Resuscitation mat simplifies cardiac massage
Every year, some 10,000 people in Germany die from cardiac arrest, even though they could have been saved. In fact, only 15 percent of Germans say they would trust themselves to administer cardiac massage in an emergency situation. Now, an innovative new resuscitation mat is set to help inexperienced first responders resuscitate victims in cases of circulatory arrest. Equipped with integrated sensors, the first aid tool was developed by a team of Fraunhofer researchers in collaboration with students at the University of Applied Sciences in Munich.
On Munich's main square, shops are about to close up for the day when suddenly a person collapses unconscious to the ground, no longer breathing. The victim has suffered an acute cardiac arrest, to which there can be only one correct response: begin with chest compressions right away. With cardiac arrests, every minute counts. And yet, according to statistics from the German Society of Anaesthesiology, only 15 percent of Germans consider themselves able to administer the basic gestures needed to save the person's life.

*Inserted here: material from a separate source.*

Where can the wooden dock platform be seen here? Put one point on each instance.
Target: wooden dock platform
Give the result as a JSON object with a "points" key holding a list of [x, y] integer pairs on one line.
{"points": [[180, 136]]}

"People are scared of making a mistake, and as a result either do nothing or administer the chest compressions too gently to be effective," says Dr. Holger Böse, Scientific and Technical Manager of the Fraunhofer Institute for Silicate Research ISC's Smart Materials Center in Würzburg. With Rescue Aid, an innovative new resuscitation mat, the physicist hopes to relieve first-aiders of their anxiety in stepping in. "If performed correctly, chest compressions significantly improve the victim's chances of survival. Rescue Aid is a way to simplify the resuscitation process," says Dr. Böse. The mat also eliminates direct bodily contact, reducing people's inhibitions and easing their reluctance to intervene. The silicone mat was developed as part of Fraunhofer's design competition, "Form follows future," which combines elements of science and design. It was designed by students at the University of Applied Sciences in Munich with the support of the SYN foundation.
Deformation sensors to measure compression depth
Shaped to resemble the human torso, the mat is first placed over the upper body. Silicone deformation sensors integrated in the mat in a star pattern then measure the depth of compression. "Pressure from the first responder's hand deforms the sensors, allowing them to track the progress of the compressions," explains Böse.
The sensors are connected via cable to an electronics system in a box at the upper edge of the mat, with LEDs to show whether sufficient pressure is being applied. When the pressure is sufficient, green LEDs will light up. "The greater the pressure, the more LEDs light up. An array of red LEDs signals that the pressure was too much. The LEDs are controlled by the electronic system," explains the researcher. This allows the first responder to continuously monitor the pressure being applied, and make adjustments as necessary. An acoustic signal serves as a metronome, dictating the pace of the compressions, with the tone generator also housed in the electronics box.
Tests carried out on a resuscitation training dummy have already proven Rescue Aid's effectiveness. The mat is available as a demonstrator, and shall now be optimized and adapted to fit different body sizes.
Because the sensors are made of soft foil, they do not cause any injuries—a distinct advantage over the few competitor products on the market, which are rigid and cause pain in the palms of the hand during resuscitation. This is consistent with the experience of the paramedics interviewed in the course of the project.
With its technical approach and simple electronics, the resuscitation mat is cost-efficient to manufacture. "We could well imagine the Rescue Aid being a standard component of any first aid kit in the future," says Böse.